Can Captivity Kill?: New documentary targets SeaWorld
Published: August 7, 2013
But Blackfish, which premiered at Sundance in January and is making its debut in San Antonio at the Bijou on Aug. 9—could bring more weight (and attention) to SeaWorld’s detractors. And clearly, SeaWorld knows it. In an attempt to do damage control before the film was even released, the company hired Manhattan PR firm 42West to help it discredit Blackfish before it got out to the public. In the letter, SeaWorld vice president of communications Fred Jacobs calls Blackfish “shamefully dishonest, deliberately misleading and scientifically inaccurate” and lists multiple complaints about the film. The takeaway is that the movie places its agenda—raising awareness about killer whales held in captivity and how SeaWorld’s policies put trainers in harm’s way—over accuracy. “What Blackfish presents as unvarnished reality is anything but,” the letter insists.
But Blackfish isn’t a film made by animal-rights activists. Rather, it was directed by California filmmaker Cowperthwaite, a veteran documentarian who’s written and produced pieces for National Geographic, Discovery, Animal Planet and the History Channel. She’s been embedded with the Marines and she’s trained her lens on disasters and kids in inner-city neighborhoods. Despite making what SeaWorld dismisses as an “emotionally moving piece of advocacy,” Cowperthwaite says she never set out to create an activist film. In a director’s interview with Sundance, Cowperthwaite says she wanted to create a “detailed, truthful narrative” that would “show, not tell” her audience a story about the death of Dawn Brancheau. She was drawn to the idea of doing a piece about a woman who dedicated her life to working with animals, only to be killed by one of the killer whales she was devoted to.
“I read everything I could about it, because it was a very tragic but very confusing incident to me,” Cowperthwaite says. “I didn’t know that things like this happened, I guess. I thought that killer whales were loving animals that bonded with their human trainers, and I think that was what confused me, especially when I learned that, you know, the more I read about the incident, the more I realized that this was not an accident. So that was kind of my entry point into making the documentary: Me in search of an answer.”
But she quickly learned that SeaWorld wasn’t interested in giving her any answers. “They had told me that it was likely, at one point, that I would be granted an interview,” Cowperthwaite says, “and I was very excited, thinking this would be a great chance to hear everything from their side of the story.
But they then declined, and I was disappointed.” (SeaWorld’s Jacobs said in an interview that he has “no recollection” of ever promising an interview at all.)

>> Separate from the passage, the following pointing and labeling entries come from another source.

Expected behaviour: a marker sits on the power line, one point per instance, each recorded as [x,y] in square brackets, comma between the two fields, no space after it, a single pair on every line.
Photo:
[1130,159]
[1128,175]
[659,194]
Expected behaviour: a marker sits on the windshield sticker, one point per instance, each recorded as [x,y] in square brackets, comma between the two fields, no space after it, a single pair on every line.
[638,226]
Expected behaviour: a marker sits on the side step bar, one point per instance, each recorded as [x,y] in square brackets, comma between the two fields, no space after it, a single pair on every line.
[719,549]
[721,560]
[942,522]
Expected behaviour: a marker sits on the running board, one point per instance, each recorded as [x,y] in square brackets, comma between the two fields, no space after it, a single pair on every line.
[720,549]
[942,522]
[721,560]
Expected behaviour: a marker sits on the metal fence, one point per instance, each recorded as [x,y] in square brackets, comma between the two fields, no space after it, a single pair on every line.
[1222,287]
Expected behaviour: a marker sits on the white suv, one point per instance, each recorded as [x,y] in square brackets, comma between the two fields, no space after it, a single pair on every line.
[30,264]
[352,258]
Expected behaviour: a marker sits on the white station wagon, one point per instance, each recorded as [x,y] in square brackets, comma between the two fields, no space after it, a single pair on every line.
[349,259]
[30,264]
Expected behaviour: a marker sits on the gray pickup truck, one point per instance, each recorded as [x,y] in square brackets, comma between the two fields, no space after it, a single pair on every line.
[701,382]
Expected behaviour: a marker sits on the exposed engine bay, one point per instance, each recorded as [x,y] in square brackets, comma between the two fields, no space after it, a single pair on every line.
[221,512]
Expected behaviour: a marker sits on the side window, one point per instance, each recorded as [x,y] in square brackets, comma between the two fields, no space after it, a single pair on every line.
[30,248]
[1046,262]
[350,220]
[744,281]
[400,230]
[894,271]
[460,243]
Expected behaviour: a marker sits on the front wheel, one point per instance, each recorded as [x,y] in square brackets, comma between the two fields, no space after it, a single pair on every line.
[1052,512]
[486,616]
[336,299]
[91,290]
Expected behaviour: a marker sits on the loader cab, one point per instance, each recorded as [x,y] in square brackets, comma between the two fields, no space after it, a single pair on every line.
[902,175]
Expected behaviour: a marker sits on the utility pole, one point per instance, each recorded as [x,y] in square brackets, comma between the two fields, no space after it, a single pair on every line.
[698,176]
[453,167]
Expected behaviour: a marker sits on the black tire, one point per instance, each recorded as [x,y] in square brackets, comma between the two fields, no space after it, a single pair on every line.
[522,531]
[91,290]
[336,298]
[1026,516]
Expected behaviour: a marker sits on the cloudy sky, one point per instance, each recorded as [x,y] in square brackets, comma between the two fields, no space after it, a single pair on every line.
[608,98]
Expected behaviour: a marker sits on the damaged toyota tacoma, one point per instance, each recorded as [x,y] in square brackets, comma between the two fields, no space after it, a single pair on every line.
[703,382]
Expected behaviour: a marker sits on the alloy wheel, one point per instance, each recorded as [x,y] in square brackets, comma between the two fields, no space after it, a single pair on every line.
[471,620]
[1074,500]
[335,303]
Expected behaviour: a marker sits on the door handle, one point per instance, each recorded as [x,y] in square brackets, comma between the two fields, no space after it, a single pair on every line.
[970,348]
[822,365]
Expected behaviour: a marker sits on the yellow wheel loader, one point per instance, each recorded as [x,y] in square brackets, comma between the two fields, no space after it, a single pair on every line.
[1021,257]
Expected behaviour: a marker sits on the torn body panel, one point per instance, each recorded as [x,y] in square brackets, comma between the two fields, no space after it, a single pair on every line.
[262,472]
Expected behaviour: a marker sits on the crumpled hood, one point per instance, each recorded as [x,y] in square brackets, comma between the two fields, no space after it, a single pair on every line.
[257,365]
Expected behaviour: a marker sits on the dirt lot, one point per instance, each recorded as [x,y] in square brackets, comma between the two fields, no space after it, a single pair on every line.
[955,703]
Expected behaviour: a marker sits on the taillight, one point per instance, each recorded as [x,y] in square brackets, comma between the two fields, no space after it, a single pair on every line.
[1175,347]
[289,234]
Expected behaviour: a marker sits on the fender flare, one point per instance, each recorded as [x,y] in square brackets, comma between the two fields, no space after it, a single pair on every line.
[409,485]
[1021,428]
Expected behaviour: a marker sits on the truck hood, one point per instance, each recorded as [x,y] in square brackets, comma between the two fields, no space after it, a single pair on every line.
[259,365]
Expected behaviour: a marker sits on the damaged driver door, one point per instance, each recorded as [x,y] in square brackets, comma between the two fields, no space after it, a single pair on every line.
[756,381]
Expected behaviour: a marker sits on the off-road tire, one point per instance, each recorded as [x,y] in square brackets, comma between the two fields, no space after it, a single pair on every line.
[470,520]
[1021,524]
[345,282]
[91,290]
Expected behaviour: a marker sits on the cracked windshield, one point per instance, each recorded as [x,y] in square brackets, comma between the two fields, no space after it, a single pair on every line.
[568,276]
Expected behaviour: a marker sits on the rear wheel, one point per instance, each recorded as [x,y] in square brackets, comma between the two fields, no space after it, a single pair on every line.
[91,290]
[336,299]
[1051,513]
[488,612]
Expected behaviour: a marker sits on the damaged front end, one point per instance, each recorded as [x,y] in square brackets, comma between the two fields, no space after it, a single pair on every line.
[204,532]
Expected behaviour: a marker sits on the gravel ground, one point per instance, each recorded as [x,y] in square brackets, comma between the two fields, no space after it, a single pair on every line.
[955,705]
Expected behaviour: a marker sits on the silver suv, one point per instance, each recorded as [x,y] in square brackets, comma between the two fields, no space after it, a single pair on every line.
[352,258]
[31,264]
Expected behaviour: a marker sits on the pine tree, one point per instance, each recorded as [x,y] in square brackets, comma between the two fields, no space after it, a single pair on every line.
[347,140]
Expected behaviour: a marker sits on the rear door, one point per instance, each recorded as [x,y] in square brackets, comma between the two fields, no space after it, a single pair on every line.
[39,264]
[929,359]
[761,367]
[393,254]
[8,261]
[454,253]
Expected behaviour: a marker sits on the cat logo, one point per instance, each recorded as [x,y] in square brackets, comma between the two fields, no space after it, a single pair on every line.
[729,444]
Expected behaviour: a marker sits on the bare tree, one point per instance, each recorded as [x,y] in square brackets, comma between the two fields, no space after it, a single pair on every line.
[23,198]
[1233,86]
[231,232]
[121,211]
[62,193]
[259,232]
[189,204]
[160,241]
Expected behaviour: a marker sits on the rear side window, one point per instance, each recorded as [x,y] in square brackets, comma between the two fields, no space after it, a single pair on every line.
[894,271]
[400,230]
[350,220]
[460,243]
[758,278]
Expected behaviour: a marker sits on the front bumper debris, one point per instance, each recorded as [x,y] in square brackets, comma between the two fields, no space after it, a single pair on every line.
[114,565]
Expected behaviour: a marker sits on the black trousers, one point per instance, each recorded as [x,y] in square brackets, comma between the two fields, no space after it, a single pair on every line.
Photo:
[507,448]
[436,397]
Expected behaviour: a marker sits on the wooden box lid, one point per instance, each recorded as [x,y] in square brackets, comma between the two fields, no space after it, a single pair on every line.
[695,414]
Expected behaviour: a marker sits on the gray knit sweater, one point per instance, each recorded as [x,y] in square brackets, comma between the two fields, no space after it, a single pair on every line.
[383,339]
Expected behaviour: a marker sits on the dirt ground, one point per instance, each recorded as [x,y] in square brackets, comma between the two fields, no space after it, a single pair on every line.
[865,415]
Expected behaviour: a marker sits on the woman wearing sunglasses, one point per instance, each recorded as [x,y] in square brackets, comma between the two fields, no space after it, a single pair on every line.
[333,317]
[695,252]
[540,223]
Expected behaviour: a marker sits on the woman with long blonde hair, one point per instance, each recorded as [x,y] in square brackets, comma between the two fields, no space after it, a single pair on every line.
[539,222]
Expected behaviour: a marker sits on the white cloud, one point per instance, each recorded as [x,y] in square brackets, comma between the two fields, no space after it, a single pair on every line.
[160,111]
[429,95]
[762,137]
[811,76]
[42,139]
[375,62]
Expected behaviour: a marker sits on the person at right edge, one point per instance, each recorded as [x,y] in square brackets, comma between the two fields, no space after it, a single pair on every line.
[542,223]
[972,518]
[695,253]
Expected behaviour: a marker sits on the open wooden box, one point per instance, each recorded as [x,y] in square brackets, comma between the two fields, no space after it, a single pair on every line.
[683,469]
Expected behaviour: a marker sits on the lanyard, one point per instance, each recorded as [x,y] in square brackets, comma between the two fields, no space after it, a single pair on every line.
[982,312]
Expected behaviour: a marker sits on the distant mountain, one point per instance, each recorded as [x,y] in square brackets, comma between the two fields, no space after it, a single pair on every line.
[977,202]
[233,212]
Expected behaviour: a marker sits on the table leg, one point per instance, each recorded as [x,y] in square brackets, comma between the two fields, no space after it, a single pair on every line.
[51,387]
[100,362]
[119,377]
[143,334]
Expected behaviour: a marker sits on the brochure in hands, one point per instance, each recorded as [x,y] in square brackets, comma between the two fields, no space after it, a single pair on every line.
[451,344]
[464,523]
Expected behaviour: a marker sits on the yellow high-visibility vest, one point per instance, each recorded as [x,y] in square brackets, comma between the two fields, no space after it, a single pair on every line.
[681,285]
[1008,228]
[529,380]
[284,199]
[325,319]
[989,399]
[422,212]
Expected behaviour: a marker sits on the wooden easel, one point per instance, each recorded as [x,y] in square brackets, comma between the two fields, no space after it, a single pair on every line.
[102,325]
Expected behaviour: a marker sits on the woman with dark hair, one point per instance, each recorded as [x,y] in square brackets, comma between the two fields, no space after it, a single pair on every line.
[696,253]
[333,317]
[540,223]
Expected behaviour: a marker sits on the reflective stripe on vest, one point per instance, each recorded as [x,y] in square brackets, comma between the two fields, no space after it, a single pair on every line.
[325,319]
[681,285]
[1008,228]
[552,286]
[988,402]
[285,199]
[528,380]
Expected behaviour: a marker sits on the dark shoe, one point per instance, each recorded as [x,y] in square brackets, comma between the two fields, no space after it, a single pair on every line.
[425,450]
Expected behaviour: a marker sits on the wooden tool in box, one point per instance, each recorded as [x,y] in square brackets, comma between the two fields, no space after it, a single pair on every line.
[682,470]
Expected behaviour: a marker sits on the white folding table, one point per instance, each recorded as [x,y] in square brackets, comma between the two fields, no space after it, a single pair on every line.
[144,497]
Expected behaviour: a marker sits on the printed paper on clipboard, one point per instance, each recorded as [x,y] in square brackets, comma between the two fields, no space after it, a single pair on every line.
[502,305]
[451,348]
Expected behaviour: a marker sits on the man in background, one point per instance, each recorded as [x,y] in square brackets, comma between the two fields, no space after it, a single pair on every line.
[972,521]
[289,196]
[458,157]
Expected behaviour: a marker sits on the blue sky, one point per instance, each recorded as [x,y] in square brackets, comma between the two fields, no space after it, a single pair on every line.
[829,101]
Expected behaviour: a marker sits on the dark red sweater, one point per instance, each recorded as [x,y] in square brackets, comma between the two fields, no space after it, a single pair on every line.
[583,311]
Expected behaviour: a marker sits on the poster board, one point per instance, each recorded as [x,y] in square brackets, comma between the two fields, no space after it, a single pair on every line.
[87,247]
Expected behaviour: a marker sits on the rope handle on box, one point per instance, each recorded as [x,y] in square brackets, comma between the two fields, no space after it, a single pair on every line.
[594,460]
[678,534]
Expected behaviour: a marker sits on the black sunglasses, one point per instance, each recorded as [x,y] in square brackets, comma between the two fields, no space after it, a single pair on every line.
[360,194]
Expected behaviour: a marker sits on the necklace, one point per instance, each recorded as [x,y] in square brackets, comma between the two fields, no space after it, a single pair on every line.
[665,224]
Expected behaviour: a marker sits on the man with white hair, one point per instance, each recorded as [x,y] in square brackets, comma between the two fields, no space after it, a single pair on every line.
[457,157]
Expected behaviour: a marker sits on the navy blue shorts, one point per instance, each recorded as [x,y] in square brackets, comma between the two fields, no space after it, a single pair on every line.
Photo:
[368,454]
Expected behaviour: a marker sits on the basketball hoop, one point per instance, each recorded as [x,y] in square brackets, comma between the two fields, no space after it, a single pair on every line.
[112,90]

Instead, SeaWorld waited until just before Blackfish opened in theaters and went on the offensive. It dissected the movie, point-by-point, denying some of the film’s key critiques of SeaWorld (one point in dispute: that killer whales live longer in the wild than in captivity, which SeaWorld says is not proven) and even some points that aren’t really addressed in the movie at all—for instance, SeaWorld’s letter denies what it calls the “insinuation that SeaWorld stocks its parks with killer whales captured from the wild,” though the film makes it clear that most of the whales at the parks are captive-born.